I cant be the only one wh thinks this. The Weather Channel used to be a good placeto catch the forecast and every ten minutes see the radar. It seems now they are trying to convince us all that certain proffessions are more important than others. You cant even get the weather forecast for hours at atime. These shows just show people "doing thier jobs" like everyone else does. It would be nice if they did thiers and give us the weather. Just my opinion.


----------



## Nitram (Apr 2, 2011)

AMEN BROTHER!!!! If they feel the need to have "specials" then have a weather channel2 and run those and other intrest programming.


----------



## Tim/South (Dec 12, 2011)

I miss the "Local on the Eights". I could turn it on and listen knowing the local forecast would be on in less than ten minutes.
Now it is more like Local on the Eight Hour.

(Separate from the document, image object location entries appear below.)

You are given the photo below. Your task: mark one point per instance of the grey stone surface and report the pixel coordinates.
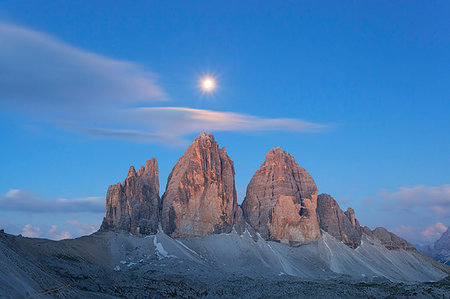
(200, 197)
(281, 200)
(342, 226)
(134, 205)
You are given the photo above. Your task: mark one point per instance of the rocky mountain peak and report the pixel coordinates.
(134, 205)
(281, 200)
(200, 197)
(342, 226)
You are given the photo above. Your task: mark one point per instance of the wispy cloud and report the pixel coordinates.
(434, 231)
(434, 199)
(92, 94)
(37, 70)
(420, 236)
(17, 200)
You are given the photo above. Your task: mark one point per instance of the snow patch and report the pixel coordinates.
(160, 251)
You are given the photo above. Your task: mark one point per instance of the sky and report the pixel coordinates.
(357, 92)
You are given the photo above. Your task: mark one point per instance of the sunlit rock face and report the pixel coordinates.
(200, 197)
(342, 226)
(133, 206)
(281, 200)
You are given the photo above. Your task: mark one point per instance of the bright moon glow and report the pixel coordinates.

Morning jabber talk show host type setting is not getting it done for me.
They have up and gone communist on me.


----------



## Vol (Jul 5, 2009)

Booty show.

Regards, Mike


----------



## rjmoses (Apr 4, 2010)

We call it the "Weather Drama Channel". They're just using the FUD Factor (Fear, Uncertainty and Doubt) to draw attention. We no longer watch them.

Ralph


----------



## NDVA HAYMAN (Nov 24, 2009)

Yep, It's gotten real crappy and Vol is right. I use the 6am weather on local tv and my smart phone each and every morning. Mike


----------



## vhaby (Dec 30, 2009)

You can still use the weather channel for predicted local weather in your areas. If your provider is DirecTV, go to NewsMix and to the weather channel , wait a few seconds for the notice to show on the top right of the screen and than click on the red circular button on the remote. With your local zip code entered, you can see the weather prediction for the next few days, and even current radar for anywhere in the USA. When finished, click on the circular blue button to go back to the weather channel full picture and back to NewsMix. One no longer has to watch the performers or wait for local on the 8s. I agree this may not be as good as things like Intellicast and others.


----------



## Chessiedog (Jul 24, 2009)

I have never cared for the weather channel much. I don't think they do a very good job on local weather . When you having nothing but weather you have to dramatize to get some veiwers . I think my local TV stations do better. On the net I like http://www.wunderground.com/


----------



## steve in IN (Sep 30, 2009)

Have to agree Mike about the booty. I have often thought that if they get the forecast wrong then like poker, an article of clothing comes off. But then again I have been called a pervert before .


----------



## steve in IN (Sep 30, 2009)

vhaby, How do you do the newsmix thing? I cant get my remote to do anything. Thanks Steve


----------



## somedevildawg (Jun 20, 2011)

That would be like truth or dare for the weather channel, I like that....as long as its not jim Cantore.....not waiting to see him bail out of one of those hurricane hunters into the eye with nothing on, but I'm sure they would make him wear one of those stupid blue rain jackets....


----------



## steve in IN (Sep 30, 2009)

Dont forget his goggles.


----------



## somedevildawg (Jun 20, 2011)

Wow, how could I forget theme damned goggles........nice point


----------